Beleidigungen und Bedrohungen In NRW steigt die Zahl der Übergriffe auf Lokalpolitiker

Düsseldorf · Trotz verschärfter Sicherheitsvorkehrungen hat es im vergangenen Jahr in Nordrhein-Westfalen die meisten Straftaten gegen kommunale Amts- und Mandatsträger gegeben, seit 2016 die Erhebung der Daten begann.

 Beleidigungen und Bedrohungen gegen Politiker häufen sich in den letzten Jahren.

Beleidigungen und Bedrohungen gegen Politiker häufen sich in den letzten Jahren.

Foto: dpa/Paul Zinken

Wie das NRW-Innenministerium unserer Redaktion mitteilte, gab es im Jahr 2019 landesweit 52 Fälle. 2018 hatte die Zahl bei 43 gelegen, 2017 bei 44. 2016 waren erst 31 Fälle erfasst worden.

Zu den Straftaten des vergangenen Jahres gehören nach Angaben des Innenministeriums insgesamt 16 Fälle von Beleidigung.
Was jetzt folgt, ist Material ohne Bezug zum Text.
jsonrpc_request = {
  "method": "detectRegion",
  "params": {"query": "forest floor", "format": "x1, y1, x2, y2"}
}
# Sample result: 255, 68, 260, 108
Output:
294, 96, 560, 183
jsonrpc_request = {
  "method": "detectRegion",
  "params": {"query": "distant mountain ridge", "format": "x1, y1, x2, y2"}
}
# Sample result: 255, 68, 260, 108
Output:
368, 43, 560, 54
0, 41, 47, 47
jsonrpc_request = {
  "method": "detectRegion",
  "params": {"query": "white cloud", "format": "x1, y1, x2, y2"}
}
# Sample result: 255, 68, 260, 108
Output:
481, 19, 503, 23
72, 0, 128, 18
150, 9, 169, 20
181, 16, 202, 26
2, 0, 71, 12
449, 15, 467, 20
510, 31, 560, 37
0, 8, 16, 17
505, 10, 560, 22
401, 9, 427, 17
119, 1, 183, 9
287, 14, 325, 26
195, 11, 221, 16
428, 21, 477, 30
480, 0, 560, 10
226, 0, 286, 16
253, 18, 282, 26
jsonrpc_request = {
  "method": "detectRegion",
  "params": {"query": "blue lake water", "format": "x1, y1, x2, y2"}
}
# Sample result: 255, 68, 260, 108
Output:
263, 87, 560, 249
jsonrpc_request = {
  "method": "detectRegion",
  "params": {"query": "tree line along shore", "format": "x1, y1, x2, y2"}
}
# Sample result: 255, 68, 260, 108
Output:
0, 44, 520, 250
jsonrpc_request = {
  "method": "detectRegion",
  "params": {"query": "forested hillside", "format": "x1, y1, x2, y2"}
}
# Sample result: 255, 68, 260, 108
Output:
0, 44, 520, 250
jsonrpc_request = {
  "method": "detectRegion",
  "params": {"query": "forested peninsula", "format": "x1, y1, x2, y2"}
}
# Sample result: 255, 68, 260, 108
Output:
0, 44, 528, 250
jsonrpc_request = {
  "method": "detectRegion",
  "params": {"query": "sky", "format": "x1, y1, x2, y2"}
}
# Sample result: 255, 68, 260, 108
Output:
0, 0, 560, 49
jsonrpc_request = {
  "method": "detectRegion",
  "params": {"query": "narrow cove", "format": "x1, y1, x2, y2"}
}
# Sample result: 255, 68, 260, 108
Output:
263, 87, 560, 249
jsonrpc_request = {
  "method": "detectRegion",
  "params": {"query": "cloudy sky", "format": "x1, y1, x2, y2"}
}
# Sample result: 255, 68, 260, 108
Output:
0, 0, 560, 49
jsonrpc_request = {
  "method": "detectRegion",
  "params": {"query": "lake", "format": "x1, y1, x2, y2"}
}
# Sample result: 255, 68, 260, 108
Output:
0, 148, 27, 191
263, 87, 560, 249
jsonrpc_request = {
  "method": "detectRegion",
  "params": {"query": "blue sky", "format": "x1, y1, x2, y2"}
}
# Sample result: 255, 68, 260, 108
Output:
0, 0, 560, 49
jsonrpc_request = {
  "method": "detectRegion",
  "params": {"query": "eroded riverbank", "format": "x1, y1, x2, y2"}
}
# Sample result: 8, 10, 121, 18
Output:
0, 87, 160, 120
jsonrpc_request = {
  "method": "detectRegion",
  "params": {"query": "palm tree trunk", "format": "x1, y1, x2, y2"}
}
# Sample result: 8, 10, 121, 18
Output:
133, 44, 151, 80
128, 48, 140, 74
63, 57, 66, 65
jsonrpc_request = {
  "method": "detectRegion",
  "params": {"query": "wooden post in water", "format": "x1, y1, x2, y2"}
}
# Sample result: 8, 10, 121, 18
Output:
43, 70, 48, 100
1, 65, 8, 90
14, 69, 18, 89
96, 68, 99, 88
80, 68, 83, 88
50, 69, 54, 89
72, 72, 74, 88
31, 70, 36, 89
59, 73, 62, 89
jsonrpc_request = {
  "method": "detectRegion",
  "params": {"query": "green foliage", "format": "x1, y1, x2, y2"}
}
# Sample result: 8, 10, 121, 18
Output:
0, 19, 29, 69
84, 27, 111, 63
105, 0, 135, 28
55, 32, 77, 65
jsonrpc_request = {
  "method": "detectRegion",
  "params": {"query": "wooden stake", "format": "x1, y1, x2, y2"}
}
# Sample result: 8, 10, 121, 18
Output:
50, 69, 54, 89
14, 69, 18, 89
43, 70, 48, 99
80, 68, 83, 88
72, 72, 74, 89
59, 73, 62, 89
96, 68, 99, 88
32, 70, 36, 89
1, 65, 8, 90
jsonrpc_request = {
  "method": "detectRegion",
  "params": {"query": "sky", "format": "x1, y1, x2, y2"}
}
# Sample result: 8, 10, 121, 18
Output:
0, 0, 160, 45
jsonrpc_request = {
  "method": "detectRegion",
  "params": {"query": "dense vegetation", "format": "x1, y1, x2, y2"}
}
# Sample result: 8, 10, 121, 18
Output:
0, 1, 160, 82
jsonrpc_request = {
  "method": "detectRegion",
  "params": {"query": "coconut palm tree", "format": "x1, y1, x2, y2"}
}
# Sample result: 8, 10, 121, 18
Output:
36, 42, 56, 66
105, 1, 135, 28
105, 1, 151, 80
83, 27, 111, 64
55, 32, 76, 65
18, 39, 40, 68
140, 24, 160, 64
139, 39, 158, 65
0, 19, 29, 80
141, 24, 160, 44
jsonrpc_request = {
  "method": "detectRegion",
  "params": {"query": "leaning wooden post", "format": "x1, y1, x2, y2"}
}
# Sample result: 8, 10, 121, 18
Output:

Außerdem gab es unter anderem acht Bedrohungsdelikte und vier Fälle von Volksverhetzung, dreimal wurden Kennzeichen verfassungswidriger Organisationen verwendet.Anfang dieses Jahres hatte der Fall des Kamp-Lintforter Bürgermeisters Christoph Landscheidt (SPD) Aufsehen erregt. Er hatte wegen Bedrohungen durch Rechtsextreme einen Waffenschein beantragt, diesen Antrag aber wieder zurückgezogen.

Nordrhein-Westfalens Innenminister Herbert Reul (CDU) verurteilte die Übergriffe. „Es macht mich wütend, dass es mittlerweile immer mehr zu verbalen und sogar körperlichen Bedrohungen kommt. Diese Form der Gewalt ist auch ein Angriff auf unsere demokratischen Strukturen und unser gesellschaftliches Selbstverständnis.

Kein Respekt gegenüber Amtspersonen

Dem müssen wir uns gemeinsam entgegenstellen“, forderte Reul. Für den Präsidenten des Städte- und Gemeindebunds NRW, Roland Schäfer (SPD), ordnen sich die steigenden Zahlen in einen allgemeinen Trend ein. „Das beobachten wir auch bei der Polizei, der Feuerwehr und den Rettungskräften. Wir sehen einen Verlust von Respekt vor Amtspersonen und ein Ausleben von Emotionen; man hält sich nicht mehr an Selbstdisziplin“, sagte Schäfer, der auch Bürgermeister von Bergkamen bei Dortmund ist. Er betonte, es gebe Einschüchterungsversuche, die juristisch nur schwer greifbar seien.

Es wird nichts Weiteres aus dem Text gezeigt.